N.Y. Ins. Law § 7801(a) (McKinney 2008) defines in pertinent part a viatical settlement company as follows:
'Viatical settlement company' means an individual, partnership, corporation or other entity not prohibited from acting as a viatical settlement company . . . that enters into an agreement with a person owning a life insurance policy insuring the life of a person who has a catastrophic or life threatening illness or condition, under the terms of which the viatical settlement company pays compensation or anything of value, which compensation or value is less than the expected death benefit of the insurance policy, in return for the policyowner’s assignment, transfer, sale, devise or bequest of the death benefit or ownership of the insurance policy to the viatical settlement company . . .
Insurance Law § 7801(b) defines a viator, and reads in pertinent as follows:
“Viator” means . . . the owner of a life insurance policy insuring the life of a person who has a catastrophic or life threatening illness or condition, who enters into an agreement under which the viatical settlement company will pay compensation or anything of value, which compensation or value is less than the expected death of the insurance policy, in return for the viator's assignment, transfer, sale, devise or bequest of the death benefit or ownership of the insurance policy to the viatical settlement company Viator may also include a person insured under a group life insurance policy who is not prohibited from assigning his or her rights or benefits and who assigns those rights or benefits by a viatical settlement.
In order to work as a viatical settlement broker in New York, one must comply with Article 78 of the Insurance Law, which includes a licensing requirement at Insurance Law § 7801(d). See OGC Opinions dated March 17, 2004; November 14, 2001; and April 21, 1999.

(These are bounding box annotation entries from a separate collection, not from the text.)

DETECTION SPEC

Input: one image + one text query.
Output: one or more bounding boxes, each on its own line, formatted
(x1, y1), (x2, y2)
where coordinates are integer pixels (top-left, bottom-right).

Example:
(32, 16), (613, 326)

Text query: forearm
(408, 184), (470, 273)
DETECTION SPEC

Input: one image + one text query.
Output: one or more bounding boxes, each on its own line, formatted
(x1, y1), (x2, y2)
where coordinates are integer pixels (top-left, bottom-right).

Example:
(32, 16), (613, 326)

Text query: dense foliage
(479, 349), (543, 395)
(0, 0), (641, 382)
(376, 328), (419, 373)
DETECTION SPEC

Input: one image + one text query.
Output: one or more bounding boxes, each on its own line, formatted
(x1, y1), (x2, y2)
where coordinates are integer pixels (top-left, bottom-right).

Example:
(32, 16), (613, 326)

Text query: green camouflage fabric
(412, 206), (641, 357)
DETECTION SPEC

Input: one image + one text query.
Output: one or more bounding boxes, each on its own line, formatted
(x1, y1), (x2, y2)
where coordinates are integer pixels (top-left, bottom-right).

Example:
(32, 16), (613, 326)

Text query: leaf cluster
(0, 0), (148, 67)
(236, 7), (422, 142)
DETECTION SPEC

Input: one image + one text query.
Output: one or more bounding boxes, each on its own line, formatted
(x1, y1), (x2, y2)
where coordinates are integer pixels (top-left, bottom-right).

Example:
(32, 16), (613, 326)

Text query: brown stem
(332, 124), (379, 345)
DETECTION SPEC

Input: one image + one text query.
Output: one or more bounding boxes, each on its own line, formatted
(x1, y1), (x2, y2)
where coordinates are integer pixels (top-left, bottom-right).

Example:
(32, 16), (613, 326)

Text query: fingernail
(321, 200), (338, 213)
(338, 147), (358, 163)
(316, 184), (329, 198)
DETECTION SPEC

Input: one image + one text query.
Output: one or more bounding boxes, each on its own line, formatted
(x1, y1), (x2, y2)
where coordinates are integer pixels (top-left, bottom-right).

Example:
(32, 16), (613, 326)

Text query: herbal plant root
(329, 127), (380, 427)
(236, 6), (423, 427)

Because brokering a sale of individual life insurance contracts by owners to third parties does not meet the statutory definition of viatical settlements, life settlement brokers currently require no license in New York. However, if proposed life settlements legislation is enacted and signed into law, a license would be required.
For further information, one may contact Senior Attorney Susan A. Dess at the New York City office.
1 A life settlement is an agreement whereby a life insurance policy owner sells a life insurance policy to a third party who receives the policy benefits upon the death of the insured.